Pipeline Question

reige012 · November 20, 2018, 5:24pm

Hi, I'm working on my first major QIIME run and I have few questions about the best format for the pipeline. I see the examples online, but I was given an example that differs quite a bit and I wanted to know some opinions on which way I might have a more successful outcome.

Current Pipeline:

Import paired-end demultiplexed sequences
Denoise using dada2
Make feature table - check for low read counts, determine # of reads for rarifying
Run feature classifier to create taxonomy database
Run Vsearch to cluster de-novo by 99% identify
filter low read samples out
rarefy samples and make new feature table
do all downstream analysis (diversity, heatplots, etc).

I guess what I'm mostly wondering about is where to run vsearch. Should I run it before denoising (i.e. should step 5 move to step 2)?

Also, do you see any other issues with the pipeline as I currently have it?

Thanks so much for your help.
Alicia Reigel

Mehrbod_Estaki · November 20, 2018, 9:17pm

Hi @reige012,
Is there a specific reason why you have to include Vsearch at all? Is OTU clustering really needed for your project? I ask because you are already utilizing dada2 to create ASVs which are just higher resolution analogues of OTUs. In most cases, there is no more needed for OTUs. I would just remove that step all together. Also don't forget about tree building if you want any phylogenetic insights.

Nicholas_Bokulich · November 20, 2018, 9:21pm

You do not need to rarefy either — rarefied tables should only be used as input for alpha/beta diversity methods, and this is automatically built in to the core-metrics pipeline. Do not use rarefied tables for differential abundance methods like ANCOM.

reige012 · November 26, 2018, 9:00pm

Thank you for your thoughts. These are both very useful comments.

reige012 · December 10, 2018, 4:33pm

I do have another questions in regards to these responses. Is there a way to essentially "clean" and trim the sequences without using dada2 so that I can then cluster into OTUs instead of ASVs? I'd like to do both OTU (99% and 97%), as well as ASVs to see if there are any differences in the final outcome. Thanks!

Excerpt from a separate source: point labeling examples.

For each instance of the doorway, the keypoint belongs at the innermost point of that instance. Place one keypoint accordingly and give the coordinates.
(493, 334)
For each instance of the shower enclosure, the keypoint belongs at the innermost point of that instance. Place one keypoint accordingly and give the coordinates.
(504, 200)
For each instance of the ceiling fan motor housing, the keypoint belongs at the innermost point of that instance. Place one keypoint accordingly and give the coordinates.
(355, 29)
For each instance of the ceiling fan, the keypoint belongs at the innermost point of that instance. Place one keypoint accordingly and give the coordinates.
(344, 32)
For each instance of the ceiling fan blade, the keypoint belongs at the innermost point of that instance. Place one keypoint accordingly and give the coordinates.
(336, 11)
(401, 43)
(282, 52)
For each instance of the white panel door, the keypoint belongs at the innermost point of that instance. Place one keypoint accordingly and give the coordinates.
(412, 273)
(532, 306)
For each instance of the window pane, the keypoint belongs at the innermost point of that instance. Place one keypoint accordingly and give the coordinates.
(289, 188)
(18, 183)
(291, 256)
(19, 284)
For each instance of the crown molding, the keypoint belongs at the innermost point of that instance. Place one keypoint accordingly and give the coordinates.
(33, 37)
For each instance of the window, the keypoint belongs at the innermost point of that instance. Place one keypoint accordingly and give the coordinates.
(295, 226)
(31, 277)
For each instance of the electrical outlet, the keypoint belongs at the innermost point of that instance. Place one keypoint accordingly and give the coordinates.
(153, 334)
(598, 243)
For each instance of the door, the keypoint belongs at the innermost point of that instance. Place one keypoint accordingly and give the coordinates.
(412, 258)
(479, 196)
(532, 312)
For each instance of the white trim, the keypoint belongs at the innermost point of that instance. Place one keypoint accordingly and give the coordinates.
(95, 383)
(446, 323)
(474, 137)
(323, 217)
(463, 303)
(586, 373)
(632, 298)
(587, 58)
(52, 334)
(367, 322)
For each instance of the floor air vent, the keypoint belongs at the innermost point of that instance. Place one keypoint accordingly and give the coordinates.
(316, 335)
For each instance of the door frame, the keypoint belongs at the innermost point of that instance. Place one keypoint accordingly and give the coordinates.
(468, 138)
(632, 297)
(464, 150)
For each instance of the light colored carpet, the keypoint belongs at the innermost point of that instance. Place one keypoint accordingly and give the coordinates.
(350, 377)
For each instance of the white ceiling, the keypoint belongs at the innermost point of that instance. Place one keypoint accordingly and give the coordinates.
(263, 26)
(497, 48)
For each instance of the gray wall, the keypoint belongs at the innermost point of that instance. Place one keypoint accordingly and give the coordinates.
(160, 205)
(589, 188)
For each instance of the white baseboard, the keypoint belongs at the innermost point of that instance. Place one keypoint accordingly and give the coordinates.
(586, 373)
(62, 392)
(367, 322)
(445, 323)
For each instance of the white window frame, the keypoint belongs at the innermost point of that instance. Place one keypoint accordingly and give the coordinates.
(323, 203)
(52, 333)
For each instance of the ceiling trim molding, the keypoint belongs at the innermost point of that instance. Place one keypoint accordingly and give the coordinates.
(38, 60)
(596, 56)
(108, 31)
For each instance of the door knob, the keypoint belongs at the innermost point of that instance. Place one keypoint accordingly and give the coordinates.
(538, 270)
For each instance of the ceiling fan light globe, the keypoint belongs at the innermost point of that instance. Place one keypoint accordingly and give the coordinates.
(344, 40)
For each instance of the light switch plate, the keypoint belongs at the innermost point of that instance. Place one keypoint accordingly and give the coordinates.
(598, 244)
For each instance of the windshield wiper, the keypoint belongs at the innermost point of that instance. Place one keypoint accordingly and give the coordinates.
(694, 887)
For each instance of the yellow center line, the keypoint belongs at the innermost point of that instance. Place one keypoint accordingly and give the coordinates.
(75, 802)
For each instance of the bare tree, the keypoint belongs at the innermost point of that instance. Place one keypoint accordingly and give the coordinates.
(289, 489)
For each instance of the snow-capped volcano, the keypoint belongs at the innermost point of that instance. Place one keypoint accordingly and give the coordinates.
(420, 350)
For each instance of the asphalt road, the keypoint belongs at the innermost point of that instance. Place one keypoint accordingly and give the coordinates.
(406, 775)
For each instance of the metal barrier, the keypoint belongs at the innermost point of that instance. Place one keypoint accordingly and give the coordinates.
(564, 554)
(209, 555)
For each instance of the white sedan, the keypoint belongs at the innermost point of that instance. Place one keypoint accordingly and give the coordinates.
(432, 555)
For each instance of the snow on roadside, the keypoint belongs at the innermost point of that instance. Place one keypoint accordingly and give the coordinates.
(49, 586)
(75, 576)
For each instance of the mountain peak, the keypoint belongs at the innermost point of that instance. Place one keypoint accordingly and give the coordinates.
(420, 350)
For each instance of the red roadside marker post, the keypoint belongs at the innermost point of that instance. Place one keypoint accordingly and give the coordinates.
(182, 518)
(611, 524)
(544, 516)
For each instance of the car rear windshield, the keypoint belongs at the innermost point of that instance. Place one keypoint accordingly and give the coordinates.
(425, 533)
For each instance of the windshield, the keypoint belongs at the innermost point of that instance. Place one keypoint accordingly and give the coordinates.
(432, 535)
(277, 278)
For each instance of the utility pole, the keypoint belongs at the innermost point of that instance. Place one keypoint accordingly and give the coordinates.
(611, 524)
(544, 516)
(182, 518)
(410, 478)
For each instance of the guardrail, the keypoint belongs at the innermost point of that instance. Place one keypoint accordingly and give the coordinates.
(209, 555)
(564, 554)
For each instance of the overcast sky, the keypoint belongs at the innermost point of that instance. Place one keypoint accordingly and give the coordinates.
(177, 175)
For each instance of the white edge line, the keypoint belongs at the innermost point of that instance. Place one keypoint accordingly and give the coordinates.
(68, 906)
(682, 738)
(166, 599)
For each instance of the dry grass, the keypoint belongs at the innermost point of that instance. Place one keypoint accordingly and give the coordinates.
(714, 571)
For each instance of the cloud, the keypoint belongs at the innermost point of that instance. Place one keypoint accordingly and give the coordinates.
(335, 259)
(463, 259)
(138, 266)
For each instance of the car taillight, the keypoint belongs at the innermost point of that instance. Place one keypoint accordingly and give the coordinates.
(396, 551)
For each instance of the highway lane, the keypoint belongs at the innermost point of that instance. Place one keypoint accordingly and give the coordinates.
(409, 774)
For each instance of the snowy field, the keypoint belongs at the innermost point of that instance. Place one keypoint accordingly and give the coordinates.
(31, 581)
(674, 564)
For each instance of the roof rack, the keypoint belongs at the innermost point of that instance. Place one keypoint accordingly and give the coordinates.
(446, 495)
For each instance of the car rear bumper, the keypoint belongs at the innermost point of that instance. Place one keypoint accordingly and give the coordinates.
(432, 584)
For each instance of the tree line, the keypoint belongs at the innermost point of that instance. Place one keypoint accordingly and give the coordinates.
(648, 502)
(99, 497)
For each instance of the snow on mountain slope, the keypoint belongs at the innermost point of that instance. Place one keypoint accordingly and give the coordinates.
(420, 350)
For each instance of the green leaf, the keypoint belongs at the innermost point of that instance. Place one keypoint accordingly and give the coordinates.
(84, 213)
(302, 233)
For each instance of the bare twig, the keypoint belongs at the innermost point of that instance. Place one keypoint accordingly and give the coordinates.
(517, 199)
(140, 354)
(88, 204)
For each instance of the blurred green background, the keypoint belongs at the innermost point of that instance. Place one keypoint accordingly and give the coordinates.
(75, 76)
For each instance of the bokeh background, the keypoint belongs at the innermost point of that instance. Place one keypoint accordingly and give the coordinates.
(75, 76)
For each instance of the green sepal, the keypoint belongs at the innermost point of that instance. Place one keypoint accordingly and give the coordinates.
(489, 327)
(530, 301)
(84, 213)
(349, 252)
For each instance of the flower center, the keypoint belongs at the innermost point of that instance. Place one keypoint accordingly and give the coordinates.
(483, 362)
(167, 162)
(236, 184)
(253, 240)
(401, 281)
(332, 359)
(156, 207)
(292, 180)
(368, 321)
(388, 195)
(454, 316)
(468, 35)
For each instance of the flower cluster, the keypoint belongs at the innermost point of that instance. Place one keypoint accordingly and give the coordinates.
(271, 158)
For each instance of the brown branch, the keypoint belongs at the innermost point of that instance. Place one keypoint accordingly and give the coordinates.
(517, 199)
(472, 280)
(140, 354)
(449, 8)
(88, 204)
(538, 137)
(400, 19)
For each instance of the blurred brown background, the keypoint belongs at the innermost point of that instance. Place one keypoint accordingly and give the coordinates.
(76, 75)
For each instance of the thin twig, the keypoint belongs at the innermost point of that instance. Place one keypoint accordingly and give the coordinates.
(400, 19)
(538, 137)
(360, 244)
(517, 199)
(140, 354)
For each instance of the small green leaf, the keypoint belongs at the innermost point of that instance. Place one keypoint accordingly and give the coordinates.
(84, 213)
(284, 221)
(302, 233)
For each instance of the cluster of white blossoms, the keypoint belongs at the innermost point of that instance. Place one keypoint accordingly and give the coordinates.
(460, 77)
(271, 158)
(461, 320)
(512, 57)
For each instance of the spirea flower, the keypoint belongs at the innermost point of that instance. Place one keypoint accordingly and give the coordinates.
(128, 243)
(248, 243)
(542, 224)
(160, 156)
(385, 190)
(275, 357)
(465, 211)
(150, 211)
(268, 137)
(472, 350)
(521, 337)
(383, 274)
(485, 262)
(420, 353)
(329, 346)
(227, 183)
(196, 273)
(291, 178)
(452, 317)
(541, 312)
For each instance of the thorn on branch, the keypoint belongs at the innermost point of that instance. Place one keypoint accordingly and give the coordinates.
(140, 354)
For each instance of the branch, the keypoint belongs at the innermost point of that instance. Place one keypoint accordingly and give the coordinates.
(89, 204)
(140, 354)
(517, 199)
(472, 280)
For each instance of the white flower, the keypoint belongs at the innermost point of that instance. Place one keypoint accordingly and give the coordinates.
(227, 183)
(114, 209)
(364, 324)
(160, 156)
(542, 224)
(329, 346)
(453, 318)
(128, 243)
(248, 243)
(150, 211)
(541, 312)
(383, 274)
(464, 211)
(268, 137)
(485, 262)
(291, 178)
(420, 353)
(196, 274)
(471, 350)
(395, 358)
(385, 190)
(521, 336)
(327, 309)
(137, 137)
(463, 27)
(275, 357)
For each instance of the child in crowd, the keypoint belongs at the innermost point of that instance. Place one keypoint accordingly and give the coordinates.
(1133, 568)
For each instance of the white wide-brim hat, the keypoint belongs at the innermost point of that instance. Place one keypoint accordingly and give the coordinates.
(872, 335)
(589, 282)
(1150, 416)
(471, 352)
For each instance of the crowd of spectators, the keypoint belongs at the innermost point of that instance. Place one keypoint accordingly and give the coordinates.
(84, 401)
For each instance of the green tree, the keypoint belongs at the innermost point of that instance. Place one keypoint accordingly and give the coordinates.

Nicholas_Bokulich · December 10, 2018, 4:38pm

See q2-quality-filter to perform qiiime1-style quality filtering.

There will be vast differences. Unless if you use a mock community (as the dada2 developers did to benchmark their method) there is no telling which method is "better"

Nicholas_Bokulich · December 15, 2018, 1:40pm

An off-topic reply has been split into a new topic: Are there alternatives to rarefying for alpha diversity estimation?

Please keep replies on-topic in the future.

system · January 15, 2019, 7:40pm

This topic was automatically closed 31 days after the last reply. New replies are no longer allowed.